Evie holte scharf Luft, als sie das dunkle Hämatom an seiner Seite entdeckte. „Verdammt“, murmelte sie und betastete es behutsam mit sachkundigen Fingern. „Ich kann keine Krepi­tation feststellen“, befand sie schließlich nach einer gründlichen Untersuchung.

„Weil nichts gebrochen ist“, erwiderte er.

„Du solltest es morgen im Harbour trotzdem röntgen lassen.“

„Vielleicht.“

Evie unterdrückte ein Lächeln. Dass er fast klein beigab, bedeutete, dass die Prellung ziemlich schlimm sein musste. Evie ließ die Hand sinken, blieb aber, wo sie war. Nahe genug bei ihm, um den Kopf an seine Schulter zu legen.

Nahe genug, um ihm von dem Baby zu erzählen …

Die Stille dehnte sich, doch Evie brachte die Worte nicht heraus. Außerdem brauchte sie ihn in Sydney. Sie konnte es nicht riskieren, dass er das Weite suchte, sobald er von dem Kind erfuhr.

Aber sie musste etwas sagen, irgendetwas. Sonst würde sie alle Vorsicht in den Wind schießen und Finn küssen. Und mit Finn blieb es nicht bei einem Kuss. Im Handumdrehen würden sie auf dem Bett liegen, und er brauchte sie nur zu berühren, um herauszufinden, was los war.

„Tut mir leid, dass ich dich feige genannt habe, Finn. Das bist du nicht. Jedenfalls nicht in physischem Sinn. Das hast du heute eindrucksvoll bewiesen.“

Finn schnaubte. Nur Evie konnte ihn als emotionalen Feigling bezeichnen und es wie ein Kompliment verpacken. „Ich muss mich auch entschuldigen für das, was ich gesagt habe“, gestand er. „Ich …“

Ja, was? Ich will doch Chirurg sein? Ich will doch bei dir sein? Nein, er hatte schon die Wahrheit ausgesprochen. Aber er hatte sie wie Giftpfeile auf Evie abgeschossen und sie damit verletzt. Das bereute er.

„Was?“, fragte sie nach.

Finn schüttelte den Kopf, sein Blick glitt zu ihrem Mund. „Du machst mich wahnsinnig.“

Sie biss sich auf die Unterlippe. „Ich weiß.“

Glühendes Verlangen packte ihn. „Ach, verdammt!“, fluchte er leise, schob eine Hand in ihr Haar und eroberte mit einem unterdrückten Stöhnen ihre weichen Lippen.
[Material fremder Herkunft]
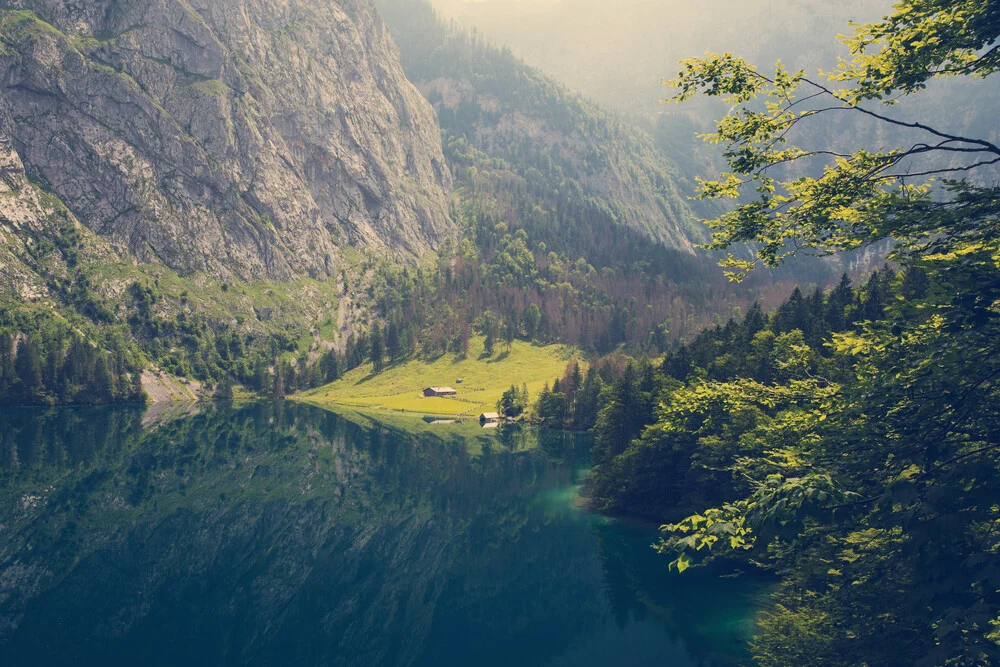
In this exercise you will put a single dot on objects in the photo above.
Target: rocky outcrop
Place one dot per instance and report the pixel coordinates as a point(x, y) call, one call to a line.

Sie öffnete sich ihm, und Finn küsste sie hungrig und voller Leidenschaft. Sie schmeckte süß und verführerisch, und er konnte nicht genug von ihr bekommen. Er hörte sie hingebungsvoll seufzen und seinen eigenen keuchenden Atem.

Ein lautes Klopfen an der Tür ließ sie auseinanderfahren.

„Evie? Geht’s dir gut?“

Finn hielt sich die Seite, als er aufstand. Wie ein verheerendes Feuer wütete die Lust in ihm, alles in ihm sehnte sich nur danach, mit Evie ins Bett zu steigen, beide nackt, und sich in ihr zu verlieren.

Er ließ sie nicht aus den Augen, als er rückwärts zur Tür ging, konnte sich nicht sattsehen an ihren feuchten roten Lippen, dem sehnsuchtsvollen, so verführerischen Ausdruck in ihren braunen Augen.

Finn stieß unsanft gegen die Tür. „Ja, Ethan, es geht ihr gut“, rief er. Dann drückte er die Klinke herunter und öffnete.

Sein Freund kam herein – und mit ihm eine Riesenportion Vernunft.